On January 19, 2005, tank barge EMC 423 exploded and discharged slurry oil into the Chicago Sanitary and Ship Canal.  The barge lacked any means of self-propulsion, navigation, or crew.  It was being pushed by tugboat Lisa E.  Both tug and barge belonged to Egan Marine Corporation (EMC) and Service Welding and Shipbuilding, LLC (SWS).  Great American Insurance Company (GAIC) insured EMC and SWS’s vessels for liability under OPA90, removal and response costs, mitigation expenses and defense costs, with a policy limit of $5 million on each vessel for a $10 million total policy limit.

The U.S. Coast Guard designated only the barge as the source of the discharge and notified EMC that it could be held financially responsible for the spill.  GAIC agreed to indemnify EMC and issued no reservation-of-rights letter specifying indemnity was limited to the barge.  Yet on June 13, 2005, GAIC sent a letter to SWS stating it had exhausted the $5 million policy limit.
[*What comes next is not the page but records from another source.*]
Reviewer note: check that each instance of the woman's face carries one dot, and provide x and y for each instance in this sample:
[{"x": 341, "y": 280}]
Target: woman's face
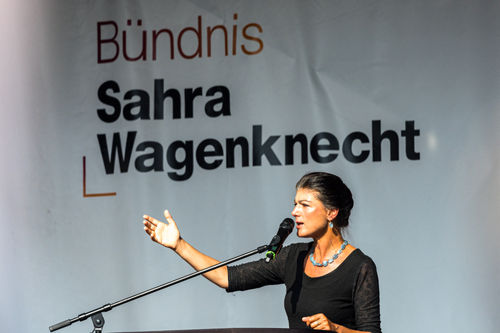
[{"x": 311, "y": 216}]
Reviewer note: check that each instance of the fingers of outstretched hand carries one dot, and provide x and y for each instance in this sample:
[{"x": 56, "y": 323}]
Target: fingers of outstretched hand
[{"x": 168, "y": 217}]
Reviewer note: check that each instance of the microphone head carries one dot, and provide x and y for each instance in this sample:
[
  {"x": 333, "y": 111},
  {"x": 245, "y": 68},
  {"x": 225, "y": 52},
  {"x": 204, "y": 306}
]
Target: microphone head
[{"x": 287, "y": 224}]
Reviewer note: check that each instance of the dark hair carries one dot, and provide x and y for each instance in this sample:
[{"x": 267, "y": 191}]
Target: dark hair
[{"x": 332, "y": 192}]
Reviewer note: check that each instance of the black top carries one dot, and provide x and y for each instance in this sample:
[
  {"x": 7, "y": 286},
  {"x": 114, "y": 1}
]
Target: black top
[{"x": 348, "y": 295}]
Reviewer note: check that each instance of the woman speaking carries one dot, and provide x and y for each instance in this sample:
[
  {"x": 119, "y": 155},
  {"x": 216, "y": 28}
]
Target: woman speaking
[{"x": 330, "y": 284}]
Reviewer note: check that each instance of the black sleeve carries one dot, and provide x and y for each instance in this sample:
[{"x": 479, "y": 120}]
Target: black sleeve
[
  {"x": 366, "y": 299},
  {"x": 258, "y": 273}
]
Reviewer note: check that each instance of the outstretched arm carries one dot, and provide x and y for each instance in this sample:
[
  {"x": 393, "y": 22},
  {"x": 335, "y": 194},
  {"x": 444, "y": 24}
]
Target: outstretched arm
[{"x": 168, "y": 235}]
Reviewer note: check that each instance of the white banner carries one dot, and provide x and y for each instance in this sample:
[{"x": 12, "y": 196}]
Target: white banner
[{"x": 214, "y": 109}]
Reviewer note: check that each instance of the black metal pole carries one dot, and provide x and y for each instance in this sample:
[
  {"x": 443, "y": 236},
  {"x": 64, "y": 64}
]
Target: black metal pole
[{"x": 109, "y": 306}]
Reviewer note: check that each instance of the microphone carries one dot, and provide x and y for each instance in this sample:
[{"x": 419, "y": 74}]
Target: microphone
[{"x": 276, "y": 243}]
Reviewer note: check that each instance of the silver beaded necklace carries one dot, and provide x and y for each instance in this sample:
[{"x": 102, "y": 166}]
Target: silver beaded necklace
[{"x": 329, "y": 261}]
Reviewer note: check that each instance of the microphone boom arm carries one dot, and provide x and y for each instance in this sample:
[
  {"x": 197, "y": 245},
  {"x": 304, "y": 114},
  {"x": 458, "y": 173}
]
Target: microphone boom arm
[{"x": 96, "y": 314}]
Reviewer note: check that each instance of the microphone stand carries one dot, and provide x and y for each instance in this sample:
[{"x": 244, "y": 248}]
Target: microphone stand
[{"x": 96, "y": 314}]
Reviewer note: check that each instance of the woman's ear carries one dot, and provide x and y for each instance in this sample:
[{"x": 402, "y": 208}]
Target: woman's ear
[{"x": 331, "y": 214}]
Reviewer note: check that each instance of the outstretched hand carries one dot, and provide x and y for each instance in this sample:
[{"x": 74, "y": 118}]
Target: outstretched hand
[{"x": 166, "y": 234}]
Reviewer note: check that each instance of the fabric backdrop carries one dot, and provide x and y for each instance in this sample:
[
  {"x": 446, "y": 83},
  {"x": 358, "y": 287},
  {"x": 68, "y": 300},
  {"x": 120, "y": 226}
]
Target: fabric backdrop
[{"x": 214, "y": 109}]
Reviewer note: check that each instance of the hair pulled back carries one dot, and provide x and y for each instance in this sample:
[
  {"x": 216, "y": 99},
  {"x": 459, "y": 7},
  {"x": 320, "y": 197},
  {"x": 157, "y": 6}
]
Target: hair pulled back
[{"x": 332, "y": 192}]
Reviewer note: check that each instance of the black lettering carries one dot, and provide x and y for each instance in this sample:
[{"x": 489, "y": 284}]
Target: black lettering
[
  {"x": 189, "y": 96},
  {"x": 332, "y": 144},
  {"x": 409, "y": 133},
  {"x": 187, "y": 162},
  {"x": 202, "y": 153},
  {"x": 260, "y": 149},
  {"x": 116, "y": 149},
  {"x": 224, "y": 102},
  {"x": 156, "y": 156},
  {"x": 142, "y": 104},
  {"x": 290, "y": 141},
  {"x": 347, "y": 147},
  {"x": 377, "y": 138},
  {"x": 102, "y": 94},
  {"x": 161, "y": 95},
  {"x": 231, "y": 144}
]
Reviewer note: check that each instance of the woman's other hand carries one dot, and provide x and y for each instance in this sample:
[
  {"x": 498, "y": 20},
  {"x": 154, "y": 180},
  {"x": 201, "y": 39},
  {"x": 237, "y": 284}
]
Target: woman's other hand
[{"x": 320, "y": 322}]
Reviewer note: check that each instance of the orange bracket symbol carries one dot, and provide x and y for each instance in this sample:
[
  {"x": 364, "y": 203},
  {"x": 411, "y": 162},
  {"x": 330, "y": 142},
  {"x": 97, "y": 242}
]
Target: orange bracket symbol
[{"x": 89, "y": 195}]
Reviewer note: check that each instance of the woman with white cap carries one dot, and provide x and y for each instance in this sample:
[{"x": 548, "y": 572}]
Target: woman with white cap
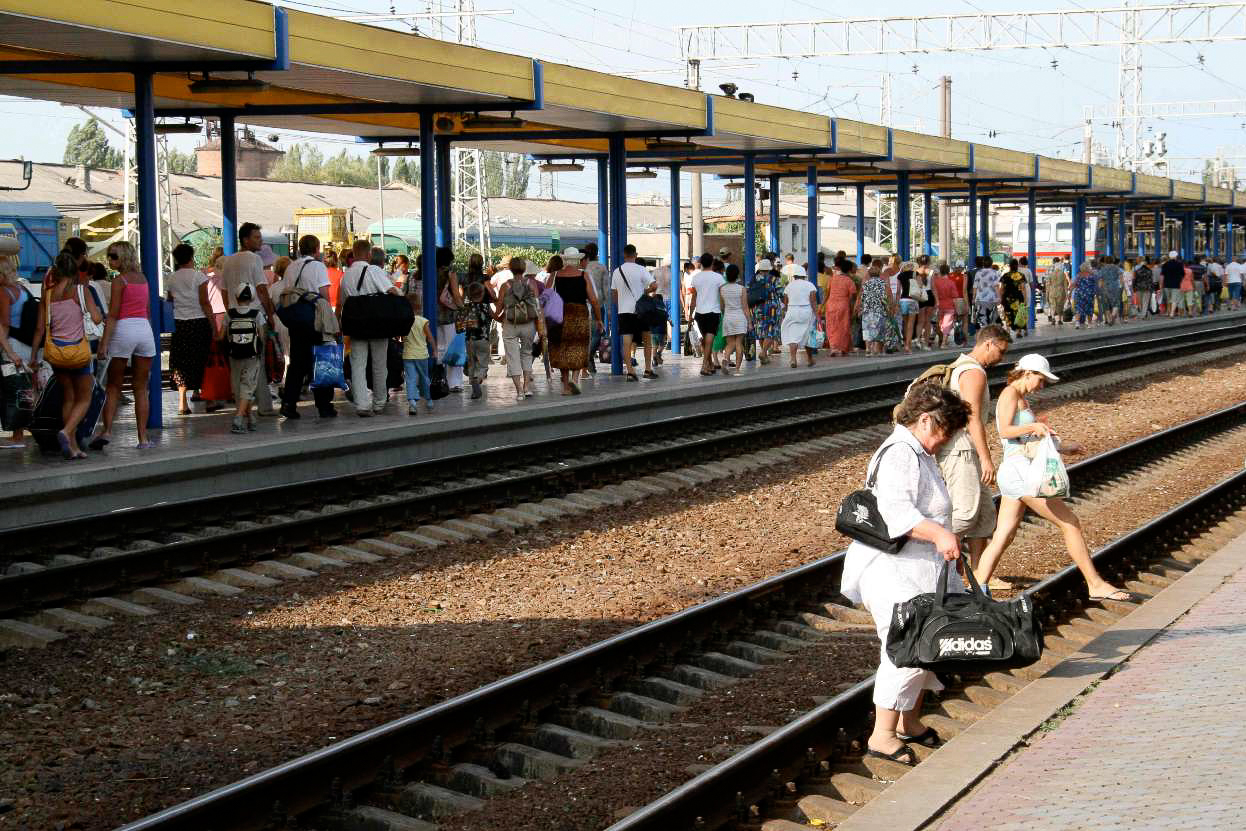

EMC and SWS sued GAIC in U.S. District Court for Northern District of Illinois claiming breach of contract and breach of good faith and fair dealing and demanding $10 million in coverage for both vessels.  The district court granted EMC and SWS’s motion for summary judgment finding that GAIC owed $10 million in coverage for both the barge and the tugboat Lisa E.  On review, the U.S. Court of Appeals for the Seventh Circuit agreed that by virtue of being the barge’s sole means of propulsion through Illinois waterways, the tugboat Lisa E posed a “substantial threat of a discharge of oil” subject to liability under OPA90.  The claim for breach of good faith and fair dealing was construed as duplicative of the claim for breach of contract when both are being raised against the same conduct.